En Asunción había cuarenta cantones. Cantón significa acantonamiento, esto es, sitio donde hay tropas acantonadas. Pero estos cantones de 1922 y 1923 estaban formados más por civiles armados que por tropas, en sentido estricto. Los fuegos de estos cantones estremecían la ciudad en todos sus barrios estratégicos. Sobre la ciudad caían cañonazos y de la ciudad partían cañonazos con un estruendo que, producido a veces a tres cuadras de distancia, parecían sonar en la esquina que la calle Pdte. Wilson formaba con la calle Tacuarí.

El niño aturdido por estos estruendos y los de la fusilería y ametralladoras, oía además muchas cosas que decían los grandes residentes en su casa y en las casas vecinas, cuando en los días de calma se formaban tertulias.

Oía, por ejemplo que había un cañón monstruoso que se llamaba «El Abuelo». Un cañón de 215 que, montado sobre un vagón del ferrocarril (cuya estación central estaba muy cerca de su casa), fue llevado para bombardear a los rebeldes en Isla Alta.

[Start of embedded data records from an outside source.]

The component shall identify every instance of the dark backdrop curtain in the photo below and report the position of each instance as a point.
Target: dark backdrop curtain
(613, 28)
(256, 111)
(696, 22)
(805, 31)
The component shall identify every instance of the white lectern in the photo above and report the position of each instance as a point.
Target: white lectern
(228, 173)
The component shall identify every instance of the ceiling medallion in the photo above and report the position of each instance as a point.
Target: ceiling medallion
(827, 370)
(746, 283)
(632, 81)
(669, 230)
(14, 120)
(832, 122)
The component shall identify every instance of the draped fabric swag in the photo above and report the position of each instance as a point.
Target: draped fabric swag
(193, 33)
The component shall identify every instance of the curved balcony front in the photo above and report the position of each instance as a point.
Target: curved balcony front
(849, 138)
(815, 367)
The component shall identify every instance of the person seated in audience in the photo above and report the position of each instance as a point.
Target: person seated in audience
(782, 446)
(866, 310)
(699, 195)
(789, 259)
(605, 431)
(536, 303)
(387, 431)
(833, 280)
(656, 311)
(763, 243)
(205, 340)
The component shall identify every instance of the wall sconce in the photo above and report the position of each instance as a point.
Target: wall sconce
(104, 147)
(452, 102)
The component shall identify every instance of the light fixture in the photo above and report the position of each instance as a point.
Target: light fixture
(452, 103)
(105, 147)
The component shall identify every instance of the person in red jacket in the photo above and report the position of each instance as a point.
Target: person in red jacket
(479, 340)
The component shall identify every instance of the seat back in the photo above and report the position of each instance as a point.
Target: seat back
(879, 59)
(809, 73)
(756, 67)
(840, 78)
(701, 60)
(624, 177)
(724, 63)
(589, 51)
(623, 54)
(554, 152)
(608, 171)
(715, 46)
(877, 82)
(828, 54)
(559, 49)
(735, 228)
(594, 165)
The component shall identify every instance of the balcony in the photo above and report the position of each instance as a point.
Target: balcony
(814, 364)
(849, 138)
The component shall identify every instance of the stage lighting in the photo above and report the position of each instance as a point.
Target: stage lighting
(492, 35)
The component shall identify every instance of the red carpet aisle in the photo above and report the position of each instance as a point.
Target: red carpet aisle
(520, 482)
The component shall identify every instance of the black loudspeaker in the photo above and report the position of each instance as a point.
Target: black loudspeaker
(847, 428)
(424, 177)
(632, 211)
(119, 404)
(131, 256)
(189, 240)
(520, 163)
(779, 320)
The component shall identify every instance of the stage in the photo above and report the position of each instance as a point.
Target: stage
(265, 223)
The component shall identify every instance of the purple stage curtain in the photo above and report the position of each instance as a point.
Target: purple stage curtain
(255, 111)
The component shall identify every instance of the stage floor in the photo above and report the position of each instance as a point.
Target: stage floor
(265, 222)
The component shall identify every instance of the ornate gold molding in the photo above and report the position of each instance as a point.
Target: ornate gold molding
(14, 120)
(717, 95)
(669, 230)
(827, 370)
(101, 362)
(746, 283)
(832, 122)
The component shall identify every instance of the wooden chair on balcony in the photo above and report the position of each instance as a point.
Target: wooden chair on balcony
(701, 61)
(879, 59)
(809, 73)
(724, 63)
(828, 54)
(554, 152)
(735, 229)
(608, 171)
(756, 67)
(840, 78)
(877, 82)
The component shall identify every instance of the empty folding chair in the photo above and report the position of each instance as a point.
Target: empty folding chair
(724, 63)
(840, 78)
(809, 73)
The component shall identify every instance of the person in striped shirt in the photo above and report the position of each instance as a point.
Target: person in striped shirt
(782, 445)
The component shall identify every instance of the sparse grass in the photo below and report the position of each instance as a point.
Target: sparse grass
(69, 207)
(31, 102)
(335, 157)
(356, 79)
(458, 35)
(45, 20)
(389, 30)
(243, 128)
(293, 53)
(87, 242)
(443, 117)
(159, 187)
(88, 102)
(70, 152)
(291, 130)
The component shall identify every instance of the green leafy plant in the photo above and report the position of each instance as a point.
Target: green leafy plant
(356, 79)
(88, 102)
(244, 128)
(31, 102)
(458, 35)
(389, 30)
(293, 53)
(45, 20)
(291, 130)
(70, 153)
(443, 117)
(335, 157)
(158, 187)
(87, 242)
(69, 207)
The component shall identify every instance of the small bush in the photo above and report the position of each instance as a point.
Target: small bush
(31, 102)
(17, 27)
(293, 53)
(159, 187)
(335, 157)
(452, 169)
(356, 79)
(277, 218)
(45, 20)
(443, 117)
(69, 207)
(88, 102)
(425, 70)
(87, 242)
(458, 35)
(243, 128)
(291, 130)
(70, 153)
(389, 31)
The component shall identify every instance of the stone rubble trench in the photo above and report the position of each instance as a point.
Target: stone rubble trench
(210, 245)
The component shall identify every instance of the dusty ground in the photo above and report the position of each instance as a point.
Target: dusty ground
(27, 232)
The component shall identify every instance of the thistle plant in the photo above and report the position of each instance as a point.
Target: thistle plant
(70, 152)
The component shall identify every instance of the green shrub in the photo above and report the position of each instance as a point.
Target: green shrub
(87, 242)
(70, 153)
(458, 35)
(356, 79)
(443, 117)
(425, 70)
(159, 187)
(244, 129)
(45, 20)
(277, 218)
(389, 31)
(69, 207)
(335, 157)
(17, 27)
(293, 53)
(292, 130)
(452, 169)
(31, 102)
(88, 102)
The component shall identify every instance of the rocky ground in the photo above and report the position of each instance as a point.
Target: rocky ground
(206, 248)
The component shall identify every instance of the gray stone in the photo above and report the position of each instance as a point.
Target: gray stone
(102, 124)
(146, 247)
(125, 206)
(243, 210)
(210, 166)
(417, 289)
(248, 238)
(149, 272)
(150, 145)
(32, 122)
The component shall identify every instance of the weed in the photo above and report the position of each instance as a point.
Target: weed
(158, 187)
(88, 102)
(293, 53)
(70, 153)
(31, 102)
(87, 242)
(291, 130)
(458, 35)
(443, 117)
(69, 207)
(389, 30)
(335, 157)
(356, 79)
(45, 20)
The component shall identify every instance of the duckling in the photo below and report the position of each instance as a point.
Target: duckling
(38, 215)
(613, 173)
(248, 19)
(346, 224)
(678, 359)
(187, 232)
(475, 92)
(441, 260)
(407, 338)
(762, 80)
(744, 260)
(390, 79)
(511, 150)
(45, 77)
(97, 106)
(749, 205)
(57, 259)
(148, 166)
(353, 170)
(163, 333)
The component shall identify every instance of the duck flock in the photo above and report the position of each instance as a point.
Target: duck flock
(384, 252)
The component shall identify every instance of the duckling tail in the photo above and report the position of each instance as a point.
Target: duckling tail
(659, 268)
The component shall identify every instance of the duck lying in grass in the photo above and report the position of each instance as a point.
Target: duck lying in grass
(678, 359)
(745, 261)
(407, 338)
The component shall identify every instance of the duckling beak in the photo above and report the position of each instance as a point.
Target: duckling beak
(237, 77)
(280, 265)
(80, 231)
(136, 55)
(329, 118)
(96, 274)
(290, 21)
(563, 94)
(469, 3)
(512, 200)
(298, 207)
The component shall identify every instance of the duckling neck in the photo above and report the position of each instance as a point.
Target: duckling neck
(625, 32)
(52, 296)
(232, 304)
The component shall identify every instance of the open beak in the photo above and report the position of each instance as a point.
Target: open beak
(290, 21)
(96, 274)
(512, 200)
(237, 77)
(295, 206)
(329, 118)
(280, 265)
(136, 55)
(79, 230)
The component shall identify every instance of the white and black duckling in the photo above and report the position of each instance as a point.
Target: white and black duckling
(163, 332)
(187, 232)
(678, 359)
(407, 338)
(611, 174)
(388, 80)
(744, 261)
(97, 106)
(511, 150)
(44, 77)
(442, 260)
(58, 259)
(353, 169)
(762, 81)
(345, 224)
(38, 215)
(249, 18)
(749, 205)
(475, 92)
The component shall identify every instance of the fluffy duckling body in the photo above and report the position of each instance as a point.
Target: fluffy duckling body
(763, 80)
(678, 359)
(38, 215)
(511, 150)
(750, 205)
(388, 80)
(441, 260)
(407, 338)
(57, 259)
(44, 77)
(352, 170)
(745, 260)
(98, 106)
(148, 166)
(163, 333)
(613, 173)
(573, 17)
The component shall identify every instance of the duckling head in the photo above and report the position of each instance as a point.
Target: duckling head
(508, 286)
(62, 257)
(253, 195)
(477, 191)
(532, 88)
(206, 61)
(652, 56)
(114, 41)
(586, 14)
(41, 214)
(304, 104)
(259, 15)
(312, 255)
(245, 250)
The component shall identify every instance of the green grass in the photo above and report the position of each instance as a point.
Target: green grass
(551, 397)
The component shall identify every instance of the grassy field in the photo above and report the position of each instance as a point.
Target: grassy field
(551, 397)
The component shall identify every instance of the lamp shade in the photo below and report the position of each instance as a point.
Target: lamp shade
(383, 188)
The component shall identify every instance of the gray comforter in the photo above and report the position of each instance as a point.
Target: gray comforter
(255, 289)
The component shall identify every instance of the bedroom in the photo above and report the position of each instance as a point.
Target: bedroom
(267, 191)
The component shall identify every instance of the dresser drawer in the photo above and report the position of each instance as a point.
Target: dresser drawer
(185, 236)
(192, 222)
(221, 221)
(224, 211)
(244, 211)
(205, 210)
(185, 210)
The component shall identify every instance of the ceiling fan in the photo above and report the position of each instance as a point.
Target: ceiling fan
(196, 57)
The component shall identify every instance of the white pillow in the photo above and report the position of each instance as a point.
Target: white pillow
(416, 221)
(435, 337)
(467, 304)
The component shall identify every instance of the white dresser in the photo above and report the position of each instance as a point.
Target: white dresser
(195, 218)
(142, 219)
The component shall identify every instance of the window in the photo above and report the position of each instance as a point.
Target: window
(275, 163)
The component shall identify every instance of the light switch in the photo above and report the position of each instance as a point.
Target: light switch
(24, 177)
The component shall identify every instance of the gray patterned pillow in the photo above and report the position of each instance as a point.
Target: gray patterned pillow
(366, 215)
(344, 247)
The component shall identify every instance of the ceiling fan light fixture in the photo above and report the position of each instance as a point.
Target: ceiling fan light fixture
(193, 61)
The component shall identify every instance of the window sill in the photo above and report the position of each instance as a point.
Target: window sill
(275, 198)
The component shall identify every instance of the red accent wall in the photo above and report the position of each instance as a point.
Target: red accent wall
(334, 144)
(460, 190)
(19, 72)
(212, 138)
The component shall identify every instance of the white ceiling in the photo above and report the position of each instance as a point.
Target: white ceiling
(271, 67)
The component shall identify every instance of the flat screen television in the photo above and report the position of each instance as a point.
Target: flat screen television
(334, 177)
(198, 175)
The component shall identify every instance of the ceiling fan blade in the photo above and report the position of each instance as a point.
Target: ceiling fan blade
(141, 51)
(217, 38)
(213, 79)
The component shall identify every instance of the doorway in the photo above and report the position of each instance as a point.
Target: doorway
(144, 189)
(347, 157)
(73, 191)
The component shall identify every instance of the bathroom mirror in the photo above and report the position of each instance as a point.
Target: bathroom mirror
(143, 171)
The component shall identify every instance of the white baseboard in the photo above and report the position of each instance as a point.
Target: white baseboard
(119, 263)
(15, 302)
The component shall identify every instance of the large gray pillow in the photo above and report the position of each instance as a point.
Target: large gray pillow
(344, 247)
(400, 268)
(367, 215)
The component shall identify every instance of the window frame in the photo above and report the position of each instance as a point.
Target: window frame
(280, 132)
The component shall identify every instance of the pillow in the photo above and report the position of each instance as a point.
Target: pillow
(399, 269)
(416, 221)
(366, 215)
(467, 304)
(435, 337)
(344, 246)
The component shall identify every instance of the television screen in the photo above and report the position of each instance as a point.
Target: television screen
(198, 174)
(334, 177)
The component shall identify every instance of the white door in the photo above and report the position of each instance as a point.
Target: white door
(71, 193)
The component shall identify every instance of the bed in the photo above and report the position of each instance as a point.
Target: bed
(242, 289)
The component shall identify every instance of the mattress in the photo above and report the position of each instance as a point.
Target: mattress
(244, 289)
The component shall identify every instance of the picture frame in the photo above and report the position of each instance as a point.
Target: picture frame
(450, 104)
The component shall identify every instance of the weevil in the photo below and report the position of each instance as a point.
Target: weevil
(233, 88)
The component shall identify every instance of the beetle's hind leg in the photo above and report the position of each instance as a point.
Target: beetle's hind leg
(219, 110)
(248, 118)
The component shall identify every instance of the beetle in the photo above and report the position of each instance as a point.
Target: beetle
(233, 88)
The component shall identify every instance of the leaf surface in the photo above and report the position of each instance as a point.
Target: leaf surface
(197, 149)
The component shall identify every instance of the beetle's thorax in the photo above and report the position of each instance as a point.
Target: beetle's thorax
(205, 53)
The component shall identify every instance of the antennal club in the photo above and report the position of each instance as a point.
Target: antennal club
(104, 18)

-«El tubo del cañón tiene nueve metros de largo... El cañón pesa casi veinte toneladas. El alcance del cañón es de veinte Kilómetros. El cañón ha costado veinte mil libras esterlinas...» ¡Casi todo es «veinte» con respecto al «Abuelo» pues cada disparo cuesta veinte libras esterlinas! (Libras esterlinas de aquella moneda, no las de hoy).

Cuando el gran cañón emprende su viaje en tren rumbo a su destino de muerte y desolación, las gentes admiradas y entusiastas lo acarician, lo vitorean, lo aclaman con delirio en cada estación a lo largo de la línea férrea, en un itinerario de centenares de kilómetros. Se habla mucho   —131→   de este cañón y de otras cosas aún más emocionantes; el chico que soy yo cree sin embargo que el cañón «Abuelo» es el mejor del mundo...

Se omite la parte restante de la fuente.